QUICK FACTS

  • Current Playing:

    • Shadow of the Erdtree

    • South of Midnight

    • The Outer Wilds

  • Late-in-life Dungeons & Dragons fan (DM-ing essentially served as a cheap-but-effective crash course in narrative design)

  • UK comedy enthusiast (tumbled down a James Acaster rabbit hole on YouTube a few years back and long story short—Taskmaster is my happy place)

  • Questionable nerd cred (despite my love of SFF, I’m the guy who doesn’t like the classics—at least, doesn’t venerate them)

QUICK LINKS

I emerged ass-first from my mother via c-section, and in the process, the obstetrician nicked one of my butt cheeks with his scalpel. That's my story. At least, that's how my mother tells it. Not quite as epic as Copperfield I'll grant you, but undeniably on brand for me.

Already an avid gamer by five, I got my first taste of role-playing games in the fourth grade, when a friend sent me home with a busted copy of Shining Force II that couldn’t hold save data. My brother and I took alternating shifts from dawn to dusk all summer trying to beat the game in one sitting—never realizing that there are more hours in Shining Force II than in a day. Whoops.

The upside to this self-induced grind? It grew into an obsession with story-driven games.

Decades later, video games and storytelling remain the most consistent passions of my life. I initially pursued a career as games journalist thinking my best professional was writing about video games. Then one day I realized I could be writing for video games, and, well—here we are.

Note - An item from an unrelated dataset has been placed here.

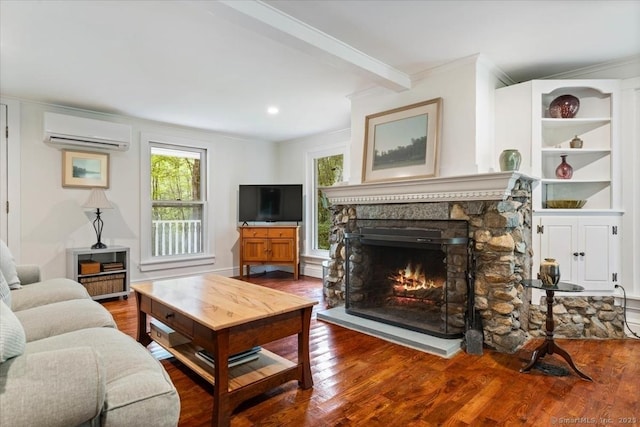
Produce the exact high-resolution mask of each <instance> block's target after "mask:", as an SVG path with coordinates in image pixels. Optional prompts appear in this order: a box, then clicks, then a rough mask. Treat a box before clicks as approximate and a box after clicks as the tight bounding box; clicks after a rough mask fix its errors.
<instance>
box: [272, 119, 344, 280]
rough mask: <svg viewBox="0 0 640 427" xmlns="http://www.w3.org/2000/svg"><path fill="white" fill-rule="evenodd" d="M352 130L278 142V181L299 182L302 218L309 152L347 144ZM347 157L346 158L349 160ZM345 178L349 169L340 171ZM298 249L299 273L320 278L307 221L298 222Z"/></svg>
mask: <svg viewBox="0 0 640 427" xmlns="http://www.w3.org/2000/svg"><path fill="white" fill-rule="evenodd" d="M350 141H351V129H343V130H340V131H336V132H331V133H326V134H321V135H311V136H308V137H304V138H297V139H293V140H289V141H282V142H280V143H278V145H277V156H276V157H277V159H278V161H277V162H278V181H279V182H282V183H302V184H304V185H303V189H304V194H303V198H304V206H305V210H304V212H305V217H306V212H307V208H308V202H309V197H311V196H310V193H309V191H310V189H311V188H312V183H311V182H310V181H309V180H308V177H309V175H310V173H311V171H309V170H308V158H309V154H310V153H314V152H318V151H321V150H323V149H326V148H330V147H336V146H344V145H345V144H346V145H347V150H348V146H349V145H350ZM348 161H349V156H348V155H347V156H346V158H345V163H348ZM343 176H344V179H345V180H348V178H349V169H348V168H345V169H344V170H343ZM300 225H301V227H300V230H301V231H300V248H301V251H302V254H301V272H302V274H305V275H307V276H312V277H322V267H321V262H322V261H323V260H322V259H317V257H315V258H314V257H312V256H310V255H309V253H308V251H309V249H310V248H309V244H310V242H309V240H308V239H307V236H308V235H309V233H310V232H311V231H310V230H309V229H308V226H309V225H310V224H308V223H307V222H304V221H303V223H302V224H300Z"/></svg>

I’ve punched up the English localization of 300-year-old dragons who look suspiciously like human tweens for Japanese RPGs, championed the absence of heavy narrative in favor of somber minimalism for an upcoming sci-fi metroidvania, and channeled my inner Shane Black writing for Call of Duty.

Now I’m at Shapeshifter Games helping inXile Entertainment tell an assortment of steampunk stories in the wild world of Clockwork Revolution.